Когда с кого-нибудь из них снимут оковы, заставят его вдруг встать, повернуть шею, пройтись, взглянуть вверх – в сторону света, ему будет мучительно выполнять все это, он не в силах будет смотреть при ярком сиянии на вещи, тени от которых он видел раньше. Он подумает, будто гораздо больше правды в том, что он видел раньше, чем в том, что ему показывают теперь. А если заставить его смотреть прямо на самый свет, у него заболят глаза и вернется он бегом к тому, что он в силах видеть.

Если насильно тащить его, извлекая на солнечный свет, он будет страдать и возмутится таким насилием. Когда он выйдет на свет, глаза его настолько будут поражены сиянием, что он не сможет разглядеть ни одного предмета из тех, о подлинности которых ему теперь говорят.

Тут нужна привычка. Начинать надо с самого легкого: сперва смотреть на тени, затем – на отражения в воде людей и различных предметов, а уж потом – на самые вещи; при этом то, что на небе, и самое небо ему легче было бы видеть не днем, а ночью, то есть смотреть на звездный свет и Луну, а затем только на Солнце и его свет.
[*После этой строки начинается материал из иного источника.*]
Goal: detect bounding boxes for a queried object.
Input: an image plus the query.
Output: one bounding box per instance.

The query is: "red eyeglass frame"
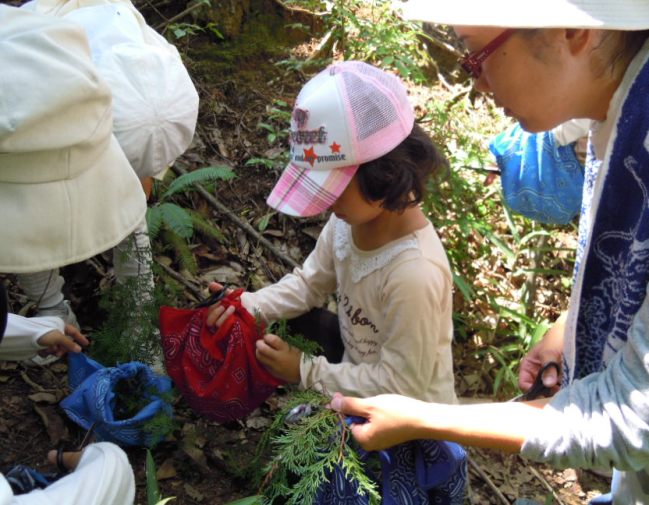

Когда человек поймет, что от Солнца зависят и времена года, и течение лет, и что оно ведает всем в видимом пространстве, и оно же есть причина всего того, что узники видели в пещере, то сочтет он блаженством перемену своего положения и пожалеет своих друзей

Если бы такой человек опять спустился туда и сел бы на то же самое место, его глаза будут охвачены мраком при таком внезапном уходе от света Солнца. Пока его зрение не притупится и глаза не привыкнут в состязании с вечными узниками, разбирая значение теней, он будет казался смешон. О нем станут говорить, что из своего восхождения он вернулся с испорченным зрением, а значит, не стоит даже и пытаться идти ввысь. А кто принялся бы освобождать узников, чтобы повести их ввысь, того бы они непременно убили, попадись он им в руки.

Tabula rasa

Tabula rasa (лат. «чистая доска») – фразеологизм, который используется при сравнении сознания ребенка с покрытой воском дощечкой для письма, которой пользовались в Древней Греции, – табулой (отсюда слова «табло», «таблица», «табель»). Разгладив на ней воск, можно было стереть написанный ранее текст, сделать её чистой и использовать снова. Считалось, что ребенок появляется на свет с «чистым» сознанием.

Платон писал в диалоге «Теэтет»

«Сократ. Так вот, чтобы понять меня, вообрази, что в наших душах есть восковая дощечка; у кого-то она побольше, у кого-то поменьше, у одного из более чистого воска, у другого – из более грязного или у некоторых он более жесткий, а у других помягче, но есть у кого и в меру.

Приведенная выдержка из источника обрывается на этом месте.